Poland's PKN Orlen to shift to clean energy from oil refining

WARSAW (Reuters) - Poland’s biggest oil refiner PKN Orlen expects to invest around 140 billion zlotys (28.13 billion pounds) over the next 10 years as it shifts to clean energy sources rather than oil refining, it said in its strategy update on Monday.

FILE PHOTO: The logo of PKN Orlen, Poland's top oil refiner, is pictured at petrol station in Warsaw, Poland April 25, 2019. REUTERS/Kacper Pempel

Shares in PKN jumped by 5% by 1422 GMT after the strategy update, which also said that the company wants to pay out a dividend of at least 3.5 zlotys per share, starting from 2020 profit, more than from last year’s earnings. The shares had fallen 38% this year.

The company said in September that it plans to become climate neutral in the next 30 years, although Poland is the only European Union state which has not pledged to cut emissions to zero by 2050.

“We are preparing for changes, especially that oil refining will be becoming less significant,” PKN Orlen Chief Executive Daniel Obajtek said.
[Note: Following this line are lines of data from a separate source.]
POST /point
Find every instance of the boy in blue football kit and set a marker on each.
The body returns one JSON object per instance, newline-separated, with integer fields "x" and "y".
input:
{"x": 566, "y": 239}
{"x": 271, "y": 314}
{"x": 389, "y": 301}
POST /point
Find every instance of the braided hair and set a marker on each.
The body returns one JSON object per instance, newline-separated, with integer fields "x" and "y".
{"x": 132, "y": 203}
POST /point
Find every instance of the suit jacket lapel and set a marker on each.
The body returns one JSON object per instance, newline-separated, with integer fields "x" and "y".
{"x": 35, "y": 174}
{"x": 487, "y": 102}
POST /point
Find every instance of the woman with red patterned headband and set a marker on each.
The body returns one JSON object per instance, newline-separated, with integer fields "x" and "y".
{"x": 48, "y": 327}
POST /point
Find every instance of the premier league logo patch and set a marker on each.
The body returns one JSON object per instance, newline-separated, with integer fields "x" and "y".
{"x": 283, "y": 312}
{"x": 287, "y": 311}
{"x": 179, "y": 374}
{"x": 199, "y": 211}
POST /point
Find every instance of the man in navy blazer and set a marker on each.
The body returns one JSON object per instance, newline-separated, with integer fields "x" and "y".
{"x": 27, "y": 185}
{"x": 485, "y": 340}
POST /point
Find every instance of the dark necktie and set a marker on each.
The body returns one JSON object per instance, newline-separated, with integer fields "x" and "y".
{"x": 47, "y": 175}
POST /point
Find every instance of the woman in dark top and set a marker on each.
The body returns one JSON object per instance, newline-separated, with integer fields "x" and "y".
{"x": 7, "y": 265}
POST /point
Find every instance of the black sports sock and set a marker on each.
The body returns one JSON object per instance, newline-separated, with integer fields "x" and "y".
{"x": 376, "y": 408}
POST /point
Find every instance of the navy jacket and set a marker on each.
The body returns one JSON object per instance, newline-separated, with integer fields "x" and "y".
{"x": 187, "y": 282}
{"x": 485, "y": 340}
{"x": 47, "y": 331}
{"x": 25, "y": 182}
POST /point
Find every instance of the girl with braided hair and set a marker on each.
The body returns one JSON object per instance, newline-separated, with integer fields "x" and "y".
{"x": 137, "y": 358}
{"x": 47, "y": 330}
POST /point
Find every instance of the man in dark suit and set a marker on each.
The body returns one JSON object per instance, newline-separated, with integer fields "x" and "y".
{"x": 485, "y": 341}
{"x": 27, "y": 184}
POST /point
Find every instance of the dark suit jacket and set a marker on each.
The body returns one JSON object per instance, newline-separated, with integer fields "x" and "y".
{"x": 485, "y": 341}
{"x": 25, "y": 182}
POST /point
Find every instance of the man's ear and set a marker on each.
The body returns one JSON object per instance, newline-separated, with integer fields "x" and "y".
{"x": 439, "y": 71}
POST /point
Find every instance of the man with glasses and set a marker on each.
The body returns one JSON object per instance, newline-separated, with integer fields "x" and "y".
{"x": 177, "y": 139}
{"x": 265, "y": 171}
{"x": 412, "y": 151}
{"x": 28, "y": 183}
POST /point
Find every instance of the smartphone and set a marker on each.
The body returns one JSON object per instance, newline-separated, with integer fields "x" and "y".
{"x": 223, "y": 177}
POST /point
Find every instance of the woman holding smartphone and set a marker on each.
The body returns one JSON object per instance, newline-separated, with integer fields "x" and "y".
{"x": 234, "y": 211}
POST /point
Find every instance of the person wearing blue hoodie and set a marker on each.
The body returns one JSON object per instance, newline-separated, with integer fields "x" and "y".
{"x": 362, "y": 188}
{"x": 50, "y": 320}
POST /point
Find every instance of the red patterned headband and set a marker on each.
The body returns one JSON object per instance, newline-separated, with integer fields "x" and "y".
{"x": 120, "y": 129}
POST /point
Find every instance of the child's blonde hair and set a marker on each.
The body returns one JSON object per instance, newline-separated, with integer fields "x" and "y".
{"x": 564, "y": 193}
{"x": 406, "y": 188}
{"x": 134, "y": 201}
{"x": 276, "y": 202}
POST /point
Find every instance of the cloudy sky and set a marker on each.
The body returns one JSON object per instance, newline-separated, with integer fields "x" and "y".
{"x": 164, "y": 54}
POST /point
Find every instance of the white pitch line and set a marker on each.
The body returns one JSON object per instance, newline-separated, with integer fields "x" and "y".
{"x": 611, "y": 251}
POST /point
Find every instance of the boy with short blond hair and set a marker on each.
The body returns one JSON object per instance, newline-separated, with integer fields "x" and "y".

He added that he expects traditional crude oil refining in Poland to continue for the next 10-15 years.

“We have to squeeze out what we can from the old segments,” Obajtek said. “The time of crude oil and refining crude to traditional fuels will be coming to an end”.

The collapse in oil demand from the COVID-19 pandemic is hastening the reckoning for those refiners already struggling as new capacity overtakes demand, posing an existential threat to many, particularly Europe’s ageing plants.

PKN Orlen wants to have 2.5 gigawatts of installed capacity in clean energy sources by 2030, including 1.7 GW in offshore wind in the Baltic Sea. The group will cut carbon emissions from its refining and petrochemical assets by 20% and in its energy segment by 33% over the period.

The group plans to more than double EBITDA, or earnings before interest, tax, depreciation and amortisation, to around 26 billion zlotys in 2030. It sees its capital needs at around 205 billion zlotys over the period.

Obajtek said that the strategy includes PKN’s plans to take over smaller rival Lotos, but does not take into account the planned acquisition of gas company PGNiG, as PKN needs EU approval for the deal first.

PKN Orlen plans to formally ask the EU to approve the PGNIG deal in the first quarter of 2021, Obajtek said, later than initially planned.

Obajtek declined to comment when asked if PKN Orlen should take over the Polska Press media group, which owns local and regional newspapers. Earlier this year The Economist said that PKN was in talks with Germany’s Verlagsgruppe over a potential purchase of the Polish unit as part of the government’s plan to gain more control over the media.